Giulia gli prese il viso tra le mani a coppa.
- Massimo, se c’è un solo modo perché tu possa portare a termine quello che devi e... e vivere... promettimi che ritornerai da me.

 

- E’ molto improbabile, Giulia.

 

- Massimo... ti prego. Promettimi che se riesci a trovare un modo per uccidere Commodo e salvare la tua vita, lo farai. Promettimelo.

 

- Sì... promesso. - Egli prese le mani di lei tra le sue e se le portò alle labbra, baciando gentilmente ogni dito delicato. Poi la lasciò andare e si voltò, camminando lentamente verso l’entrata, con il contegno di un generale che affronti una battaglia temuta, ma da lungo tempo anticipata.

 

- Ti amo, Massimo.

 

Egli si voltò sulla porta, gli occhi colmi di tenerezza e rimpianto.
- Promesso, - sussurrò. Poi se ne andò.

 

Giulia si sentiva prosciugata... esangue, priva di ossa, senza vita, senz’anima. Non era altro che una conchiglia piena di sabbia anziché di forza vitale.

 

All’esterno, Massimo andò deciso verso il carro, si buttò dentro e sedette con la schiena rivolta alla villa. Non poteva sopportare di guardarla attraverso le sbarre.
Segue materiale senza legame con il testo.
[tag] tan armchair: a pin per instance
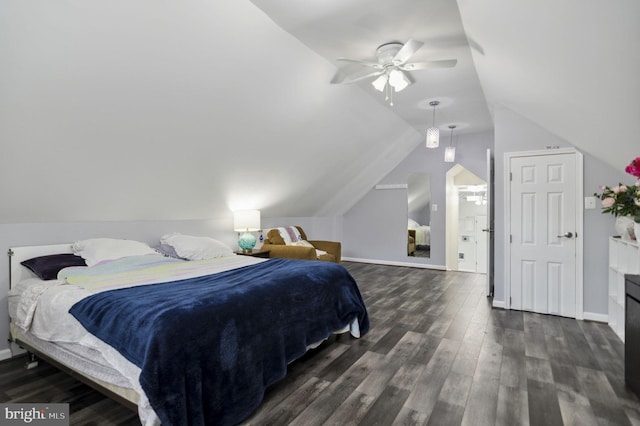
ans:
(278, 248)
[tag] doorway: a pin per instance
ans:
(466, 243)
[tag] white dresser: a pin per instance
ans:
(624, 258)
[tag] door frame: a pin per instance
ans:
(579, 221)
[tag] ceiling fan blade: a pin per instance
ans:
(342, 77)
(414, 66)
(365, 63)
(407, 51)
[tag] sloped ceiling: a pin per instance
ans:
(143, 110)
(572, 67)
(138, 110)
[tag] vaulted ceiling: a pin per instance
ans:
(187, 110)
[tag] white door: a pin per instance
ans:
(481, 244)
(543, 231)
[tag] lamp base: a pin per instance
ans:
(247, 242)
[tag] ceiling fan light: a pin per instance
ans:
(433, 137)
(450, 154)
(380, 82)
(398, 80)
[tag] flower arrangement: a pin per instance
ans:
(623, 200)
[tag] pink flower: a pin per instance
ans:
(634, 168)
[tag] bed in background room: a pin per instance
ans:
(193, 335)
(421, 234)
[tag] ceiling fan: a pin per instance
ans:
(391, 66)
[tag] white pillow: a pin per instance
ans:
(196, 248)
(95, 250)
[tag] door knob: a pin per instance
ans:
(566, 235)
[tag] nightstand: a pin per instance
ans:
(255, 253)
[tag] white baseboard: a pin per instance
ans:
(5, 354)
(591, 316)
(395, 263)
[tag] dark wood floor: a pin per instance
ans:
(436, 354)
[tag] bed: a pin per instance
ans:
(182, 341)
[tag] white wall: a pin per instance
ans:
(376, 227)
(514, 133)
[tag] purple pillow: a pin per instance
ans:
(47, 267)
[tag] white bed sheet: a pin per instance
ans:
(41, 308)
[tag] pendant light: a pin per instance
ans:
(450, 151)
(433, 133)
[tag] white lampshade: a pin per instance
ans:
(398, 80)
(380, 82)
(246, 220)
(433, 137)
(450, 154)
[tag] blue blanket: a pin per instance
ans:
(208, 347)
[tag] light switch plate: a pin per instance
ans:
(589, 203)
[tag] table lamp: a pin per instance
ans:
(245, 222)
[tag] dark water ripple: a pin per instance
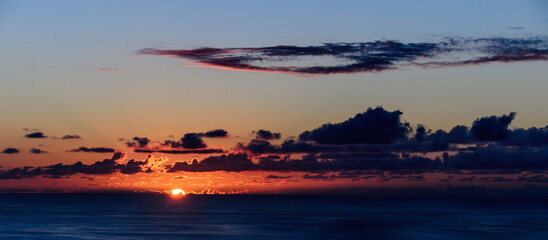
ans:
(152, 216)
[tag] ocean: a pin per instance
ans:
(157, 216)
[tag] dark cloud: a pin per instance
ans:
(225, 162)
(35, 135)
(138, 142)
(499, 157)
(528, 137)
(492, 128)
(540, 178)
(215, 133)
(107, 69)
(10, 151)
(192, 141)
(277, 177)
(94, 149)
(375, 126)
(262, 134)
(71, 137)
(367, 56)
(107, 166)
(37, 151)
(31, 130)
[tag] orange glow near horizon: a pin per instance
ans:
(177, 192)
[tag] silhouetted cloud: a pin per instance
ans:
(107, 166)
(332, 58)
(192, 141)
(215, 133)
(35, 135)
(500, 157)
(262, 134)
(376, 126)
(277, 177)
(225, 162)
(37, 151)
(180, 151)
(492, 128)
(93, 149)
(107, 69)
(139, 142)
(528, 137)
(10, 151)
(71, 137)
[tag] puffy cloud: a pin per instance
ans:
(215, 133)
(492, 128)
(139, 142)
(375, 126)
(71, 137)
(107, 166)
(225, 162)
(35, 135)
(333, 58)
(10, 151)
(262, 134)
(93, 149)
(37, 151)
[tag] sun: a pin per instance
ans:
(178, 192)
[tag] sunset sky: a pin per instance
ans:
(244, 87)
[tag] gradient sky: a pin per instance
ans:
(73, 68)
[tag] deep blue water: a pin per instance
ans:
(155, 216)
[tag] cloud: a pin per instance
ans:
(93, 149)
(225, 162)
(333, 58)
(107, 166)
(192, 141)
(10, 151)
(217, 133)
(189, 143)
(107, 69)
(35, 135)
(262, 134)
(180, 151)
(139, 142)
(71, 137)
(277, 177)
(500, 157)
(492, 128)
(376, 126)
(37, 151)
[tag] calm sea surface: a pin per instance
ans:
(151, 216)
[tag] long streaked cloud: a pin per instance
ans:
(334, 58)
(376, 140)
(93, 149)
(107, 69)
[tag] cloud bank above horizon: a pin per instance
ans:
(377, 56)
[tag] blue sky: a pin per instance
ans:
(52, 50)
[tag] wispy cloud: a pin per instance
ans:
(107, 69)
(334, 58)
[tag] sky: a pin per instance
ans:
(245, 88)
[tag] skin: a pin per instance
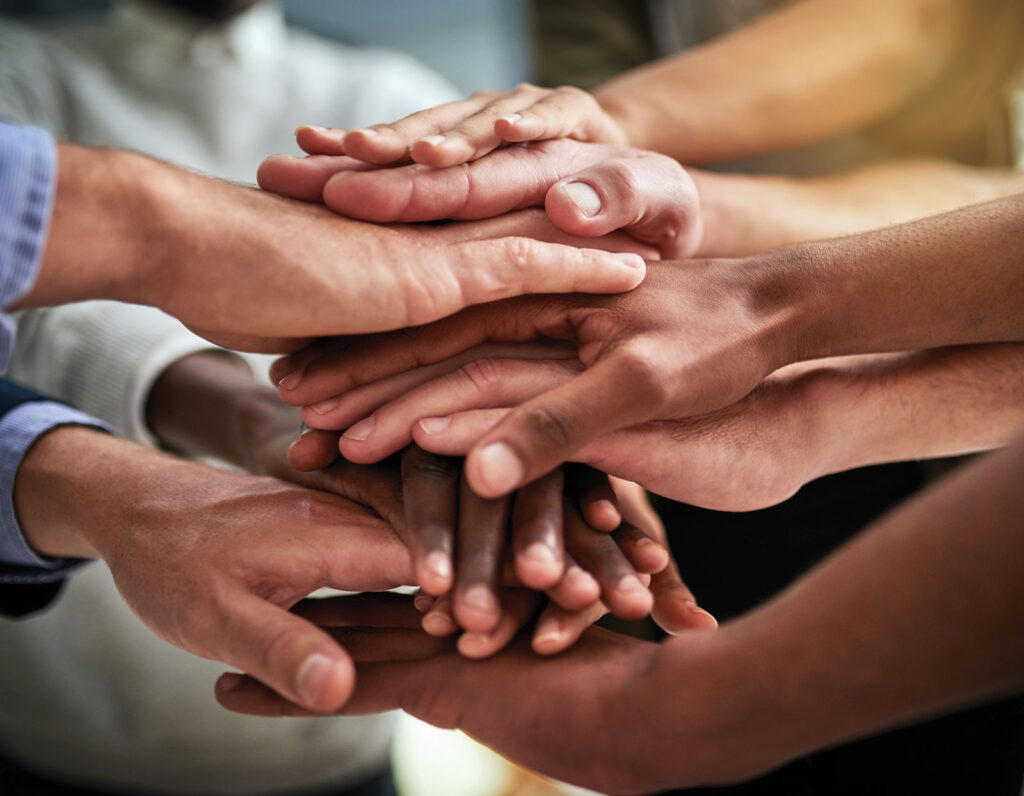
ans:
(592, 190)
(949, 280)
(210, 560)
(802, 422)
(209, 405)
(890, 628)
(854, 64)
(128, 227)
Quando il portello non si chiuse come si aspettava, egli voltò la testa. Proximo stava là, e guardava con attenzione il suo gladiatore.
- Mi dispiace, Massimo, - disse calmo mentre lentamente chiudeva con il catenaccio.

 

Giulia rimase ferma nell’atrio finché udì chiudersi il portello del carro, a malapena conscia che Apollinario era accanto a lei. Udì il conducente richiamare i cavalli e lo scricchiolio delle ruote di legno sulla ghiaia, mentre il carro riportava Massimo al Colosseo e di nuovo alla schiavitù.

 

- Apollinario, - disse Giulia con calma determinazione. - Si va a Roma.